Jones Low-Balled Customer Damage Claims, Citi Overcharged for UITs—Finra
The Financial Industry Regulatory Authority fined and censured Edward D. Jones & Co. for allegedly underreporting customer damage claim amounts, and sanctioned Citigroup for overcharging customers on unit investment trusts, according to letters of acceptance, waiver and consent published on Thursday.Edward Jones, the largest U.S. broker-dealer by headcount, agreed to pay $40,000 to settle charges it misreported on brokers’ U4 forms damages claimed by 79 customers made against individual brokers in a two-year period ending in March 2018.
Jones reported to Finra in 114 cases that it could not determine whether complaints met the minimum damage reporting requirement of $5,000. In one of those cases, a customer sought $93,139 for allegedly excessive sales of securities and in another a customer asked for $630,000 for allegedly excessive fees and sales charges, the settlement letter said.
Finra uses complaint amounts to help determine whether and how to investigate incidents, according to the settlement letter, which Jones accepted without admitting or denying the allegations.
The U4 inaccuracies resulted from a “misunderstanding by certain of Edward Jones’ associates” about the applicable disclosure requirements, according to the consent letter. Edward Jones promptly updated the forms when Finra identified the problems, provided additional training to associates and put in place additional “safeguards” for its process of disclosing customer complaints, the letter said.

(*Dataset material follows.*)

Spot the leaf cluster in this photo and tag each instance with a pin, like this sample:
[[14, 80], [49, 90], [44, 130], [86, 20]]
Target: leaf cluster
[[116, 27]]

“We’re pleased the matter has been resolved,” Jones spokesman John Boul said in an email.
Separately, Citigroup Global Markets agreed to pay more than $377,000 in fines and restitution for overcharging and failing to supervise sales of unit investment trusts over a six-year period ending in February 2017.
The broker-dealer failed to apply discounts to eligible customers on 594 UIT purchases that would have saved them $152,489, according to the acceptance, waiver and consent letter that Citi signed Thursday. As with the Jones findings, Finra said the behavior violated its Rule 2010 requiring member firms to observe high standards of commercial honor and just and equitable principles of trade.
Citi also violated the self-regulatory group’s Rule 3110 that requires Finra member firms to establish and maintain effective supervisory systems.
Citi’s system determined breakpoint discounts for UIT buyers based on sales volume, but failed to credit rollover discounts, according to Finra. Its post-trade surveillance system identified short-term mutual fund trades but not patterns in trading of UITs, which are portfolios of securities designed for buy-and-hold investors, according to the consent letter.
Citi agreed to a censure, a fine of $225,000 and restitution of $152,489 plus interest.
UITs accounted for about 1% of Citi’s retail business in the six-year period under review, Finra said. The regulator considered the relatively small contribution of the business in determining its sanctions as well as the fact that no customers were actually harmed by the failure to identify short-term UIT trades, according to the consent letter.
Finra has been imposing fines for UIT sales violations against large and small firms following targeted exams begun in 2016 that focused on written supervisory procedures, exception trading reports and early rollover transactions.
Raymond James Financial in October is believed to have terminated as many as half a dozen advisors over allegations of unsuitable Unit Investment Trust sales, and several Morgan Stanley brokers have faced fines and suspensions over short-term UIT trading recommendations.